The Watermelon Woman is a deeply textured film that challenges the boundaries between fiction and nonfiction. As Cheryl makes progress on her documentary about Faith, the archival quest often threatens to take centre stage, while her daily life begins to resemble ‘behind the scenes’ footage for the documentary itself. An uncanny sense of kinship ties Cheryl and Faith – “something in her face, something in the way she looks and moves is interesting” muses Cheryl while watching (fictional) old Hollywood movie Plantation Memories. Their lives mirror one another. The present relationship between Cheryl and Diana echoes the past one between Faith and white queer filmmaker Martha Page. Both find an uneasy template in the romance Cheryl imagines between the mistress and the maid in Plantation Memories. Credited as ‘the watermelon woman’ in movies in which she performs mammy roles, Faith is also tenderly remembered as Fae Richards in the Philadelphia lesbian bars where she used to sing. 

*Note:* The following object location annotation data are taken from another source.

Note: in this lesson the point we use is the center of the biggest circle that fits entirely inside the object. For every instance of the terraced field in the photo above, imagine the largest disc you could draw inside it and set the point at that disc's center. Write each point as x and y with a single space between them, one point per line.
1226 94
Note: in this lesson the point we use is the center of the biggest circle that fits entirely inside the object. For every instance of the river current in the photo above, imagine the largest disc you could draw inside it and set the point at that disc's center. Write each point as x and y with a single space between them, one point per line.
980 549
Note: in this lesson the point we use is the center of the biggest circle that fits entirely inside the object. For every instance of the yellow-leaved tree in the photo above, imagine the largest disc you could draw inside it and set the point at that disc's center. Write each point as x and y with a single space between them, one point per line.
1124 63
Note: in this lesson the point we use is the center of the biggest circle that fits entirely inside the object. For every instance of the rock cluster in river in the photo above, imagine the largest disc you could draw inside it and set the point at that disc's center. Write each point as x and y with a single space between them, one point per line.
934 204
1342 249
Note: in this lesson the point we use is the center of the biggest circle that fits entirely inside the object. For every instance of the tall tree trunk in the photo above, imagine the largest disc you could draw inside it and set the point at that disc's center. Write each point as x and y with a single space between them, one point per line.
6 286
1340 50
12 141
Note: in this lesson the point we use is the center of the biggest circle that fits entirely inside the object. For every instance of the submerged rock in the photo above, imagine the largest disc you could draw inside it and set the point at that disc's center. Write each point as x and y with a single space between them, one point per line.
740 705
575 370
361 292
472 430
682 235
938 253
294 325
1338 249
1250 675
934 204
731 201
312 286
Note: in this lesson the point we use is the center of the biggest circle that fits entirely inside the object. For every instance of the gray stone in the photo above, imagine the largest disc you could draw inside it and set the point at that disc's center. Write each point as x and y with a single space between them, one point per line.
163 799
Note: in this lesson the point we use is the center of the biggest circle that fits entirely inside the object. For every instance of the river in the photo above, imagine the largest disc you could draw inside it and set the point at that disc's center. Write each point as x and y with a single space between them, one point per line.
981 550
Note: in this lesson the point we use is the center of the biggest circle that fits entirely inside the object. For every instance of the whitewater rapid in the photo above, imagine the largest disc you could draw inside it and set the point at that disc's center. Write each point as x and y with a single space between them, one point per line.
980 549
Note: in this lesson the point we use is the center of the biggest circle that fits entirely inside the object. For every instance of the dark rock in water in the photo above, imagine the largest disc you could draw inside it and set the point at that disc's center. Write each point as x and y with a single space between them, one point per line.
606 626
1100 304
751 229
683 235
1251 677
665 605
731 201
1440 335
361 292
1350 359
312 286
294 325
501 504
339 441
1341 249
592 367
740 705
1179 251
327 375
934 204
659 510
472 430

And yet, at the end of the film, Faith is revealed not to exist. She’s a fictional placeholder for a number of Black actresses sidelined or erased from film history – named ones such as Butterfly McQueen, Hattie McDaniel and Louise Beavers, as well as those still unnamed. She’s also a placeholder for archive footage the film’s modest budget couldn’t afford. Instead, New York photographer Zoe Leonard artfully designed photographs and newsreel with a 1930s/40s look, which were auctioned to support the production of the film. This is one of the many ways Dunye turned imposed absences or difficult access into a space of possibility. 

The Watermelon Woman (1996)

Still, the figure she crafts is never quite reducible to archival appearances, even fictional ones. Rather, Faith exceeds her fictional archive. We get a glimpse of the expansiveness of her life and intimate attachments as well as the complicated and protracted struggles over her memory. Incorporating cinéma vérité-style footage, Dunye conjures Philadelphia’s collective imagination, asking Black people in the street if they know who the watermelon woman was. She doesn’t hide the tensions between an older Black lesbian generation’s memory of Faith and her own desire to hold all of Faith’s fragmented selves together.

Dunye gives us permission to define ourselves in ways that both claim our ancestors and mark the space between us and them – a space for different yet entangled freedoms. How do we tell stories that cannot but must be told? The Watermelon Woman offers another way to search for “our mother’s gardens” (as author Alice Walker puts it), one in which imagination is a form of birth and repair.